Dona Aurora (reeditado)
Ela estava parada em frente a janela, a xícara de café estava suspensa entre o pires e a boca. O que via do lado de fora a fizera esquecer de sorver o café. Queria ouvir o que aquele casal conversava. Mas a distância só permitia que ouvisse algumas palavras avulsas.
A mulher gesticulava muito e o homem parecia ouvir algum caso complicado. Ele franzia a testa a todo momento.
De modo brusco o homem se vira, passa as mãos pelos cabelos e descobre o olhar de dona Aurora. Essa pousa a xícara no pires, coloca sobre a mesa e fecha as cortinas.
A cidade era pacata. Quem movimentava mesmo, eram as mexeriqueiras. E logo alguma delas haveriam de dar notícias daquele casal.
Logo dona Aurora se esqueceu da cena que vira da janela. Lavou roupa e as estendeu no varal do quintal, arrumou os quartos, fez o almoço. Os filhos e o marido vieram para o almoço, depois voltaram para seus trabalhos.
A noite quando se sentou para ver a novela ouviu um ruído estranho na porta da cozinha. Perguntou ao marido se ouviu alguma coisa, mas este cochilava no sofá. A filha estava estudando no quarto, perguntou a ela se ouvira algum barulho estranho e ela respondeu que deveria ser os gatos da vizinhança; o filho ouvia música com seus fones de ouvido na sala ao lado do pai.

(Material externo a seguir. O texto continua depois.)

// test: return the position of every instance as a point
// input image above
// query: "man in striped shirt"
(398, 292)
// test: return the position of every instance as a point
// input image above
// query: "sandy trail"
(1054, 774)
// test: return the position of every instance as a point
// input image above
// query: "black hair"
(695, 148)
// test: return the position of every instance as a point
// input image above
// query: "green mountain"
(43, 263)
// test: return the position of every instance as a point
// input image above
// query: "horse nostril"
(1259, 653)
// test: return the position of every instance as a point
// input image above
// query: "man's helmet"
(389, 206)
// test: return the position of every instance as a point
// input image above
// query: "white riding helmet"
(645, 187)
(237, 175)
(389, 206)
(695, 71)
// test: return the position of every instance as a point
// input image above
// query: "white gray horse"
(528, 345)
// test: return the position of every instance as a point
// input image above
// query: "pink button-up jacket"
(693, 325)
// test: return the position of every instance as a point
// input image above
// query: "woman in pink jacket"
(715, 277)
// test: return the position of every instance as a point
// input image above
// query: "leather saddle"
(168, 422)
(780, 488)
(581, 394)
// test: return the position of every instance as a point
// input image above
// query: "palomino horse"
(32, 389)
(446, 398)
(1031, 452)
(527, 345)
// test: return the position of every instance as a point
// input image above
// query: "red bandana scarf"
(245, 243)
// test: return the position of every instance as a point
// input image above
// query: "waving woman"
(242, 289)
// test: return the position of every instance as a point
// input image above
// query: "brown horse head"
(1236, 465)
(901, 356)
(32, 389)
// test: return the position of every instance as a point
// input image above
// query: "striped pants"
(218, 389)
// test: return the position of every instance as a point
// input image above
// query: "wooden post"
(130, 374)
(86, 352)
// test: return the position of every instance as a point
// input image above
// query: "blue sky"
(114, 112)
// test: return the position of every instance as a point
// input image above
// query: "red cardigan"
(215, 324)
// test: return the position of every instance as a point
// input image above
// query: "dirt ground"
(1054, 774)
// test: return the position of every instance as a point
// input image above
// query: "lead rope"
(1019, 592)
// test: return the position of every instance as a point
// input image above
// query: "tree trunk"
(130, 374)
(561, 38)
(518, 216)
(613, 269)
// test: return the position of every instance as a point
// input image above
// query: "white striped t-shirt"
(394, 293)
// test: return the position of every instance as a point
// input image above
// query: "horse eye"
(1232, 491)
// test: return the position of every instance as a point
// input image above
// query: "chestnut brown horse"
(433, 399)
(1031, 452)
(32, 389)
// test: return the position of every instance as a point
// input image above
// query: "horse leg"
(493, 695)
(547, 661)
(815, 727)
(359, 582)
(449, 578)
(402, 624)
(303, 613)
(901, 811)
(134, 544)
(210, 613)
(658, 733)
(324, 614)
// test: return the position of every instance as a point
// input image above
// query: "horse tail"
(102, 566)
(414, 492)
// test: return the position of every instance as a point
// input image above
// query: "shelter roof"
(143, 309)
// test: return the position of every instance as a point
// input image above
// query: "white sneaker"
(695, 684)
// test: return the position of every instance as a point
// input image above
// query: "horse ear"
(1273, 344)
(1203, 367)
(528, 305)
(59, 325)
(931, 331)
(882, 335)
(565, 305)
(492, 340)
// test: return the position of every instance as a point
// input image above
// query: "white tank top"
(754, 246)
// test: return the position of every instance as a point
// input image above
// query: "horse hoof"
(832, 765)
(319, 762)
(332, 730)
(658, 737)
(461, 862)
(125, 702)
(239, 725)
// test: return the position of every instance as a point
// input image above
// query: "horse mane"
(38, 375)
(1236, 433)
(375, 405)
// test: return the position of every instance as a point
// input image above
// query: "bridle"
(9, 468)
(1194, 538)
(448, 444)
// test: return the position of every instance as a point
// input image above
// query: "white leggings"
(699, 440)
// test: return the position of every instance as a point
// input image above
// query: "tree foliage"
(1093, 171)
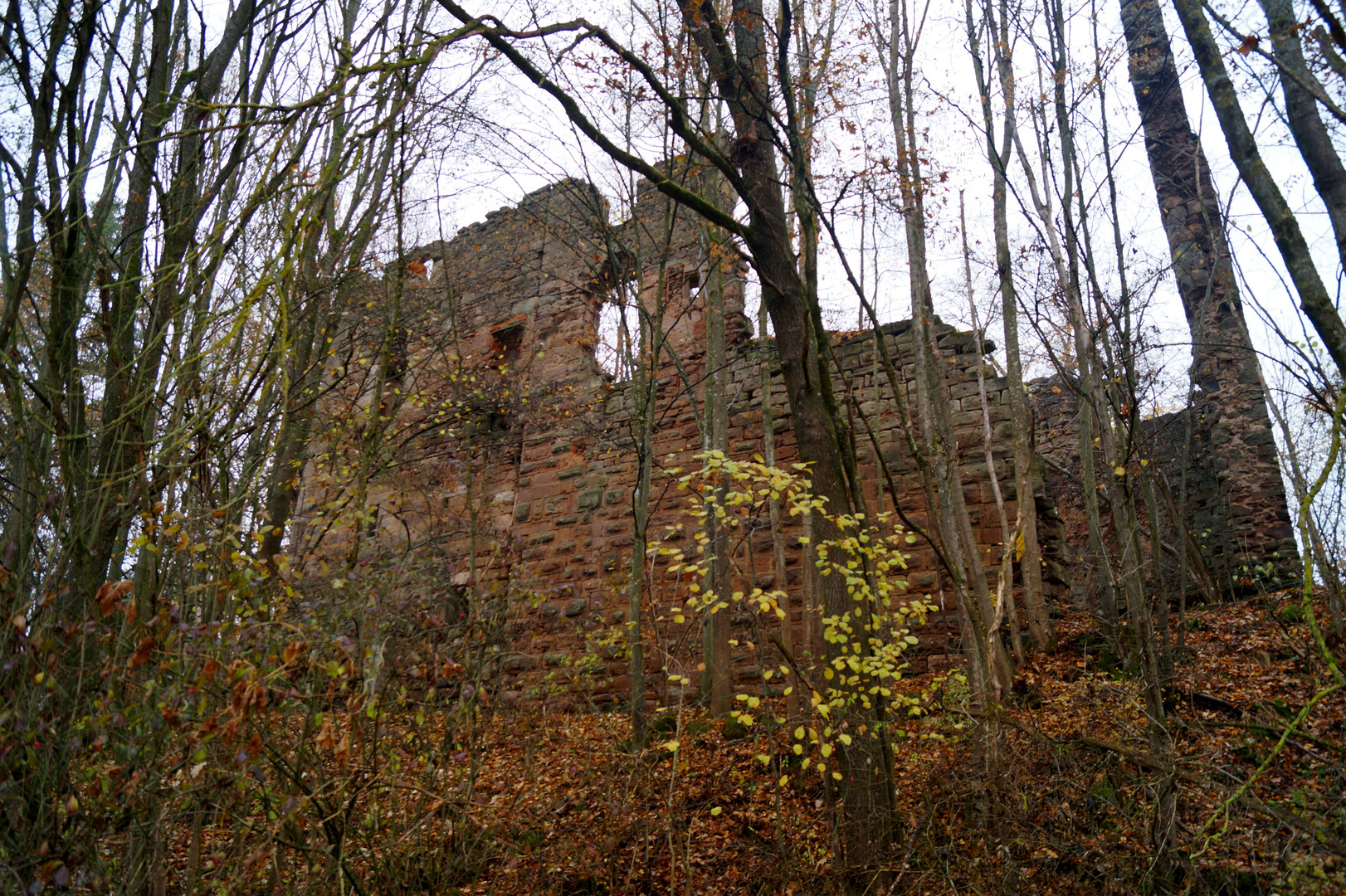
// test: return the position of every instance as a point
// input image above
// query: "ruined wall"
(521, 447)
(1221, 467)
(517, 458)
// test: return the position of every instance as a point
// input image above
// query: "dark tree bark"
(1235, 465)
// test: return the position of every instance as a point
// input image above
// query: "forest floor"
(564, 807)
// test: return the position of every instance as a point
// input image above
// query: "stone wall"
(517, 459)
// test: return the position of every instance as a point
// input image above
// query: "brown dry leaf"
(143, 651)
(326, 735)
(294, 650)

Logo mais a casa toda dormia.
De manhã quando dona Aurora abriu a janela, antes que tomasse o café, viu novamente o casal em frente a casa dela. Passou a observá-los mais discretamente, não queria ser descoberta como no dia anterior. O casal parecia mais calmo e conversavam normalmente.
Dona Aurora notou que a mulher vestia um vestido igual a um que possuía. Pensou ser aquela mulher de muito bom gosto.
No domingo quando toda a família estava em casa contou o ocorrido para eles. Mas ninguém se interessou pelo que ela dizia. Nesse mesmo dia ela viu que o homem usava uma roupa igual ao de seu marido e comentou com ele.
– Esse casal tem o gosto muito parecido com o nosso. Outro dia a mulher se vestia com um vestido igual ao meu e hoje o homem está com uma roupa parecidíssima com a sua. O marido deu de ombros. O filho perguntou a mãe onde ela pusera sua vara de pescar.
– Ora essa, no lugar de sempre. Aliás aquele homem está levando uma vara de pescar igualzinha a sua. E a mulher usa sapatos de camurça azul iguais ao de sua irmã.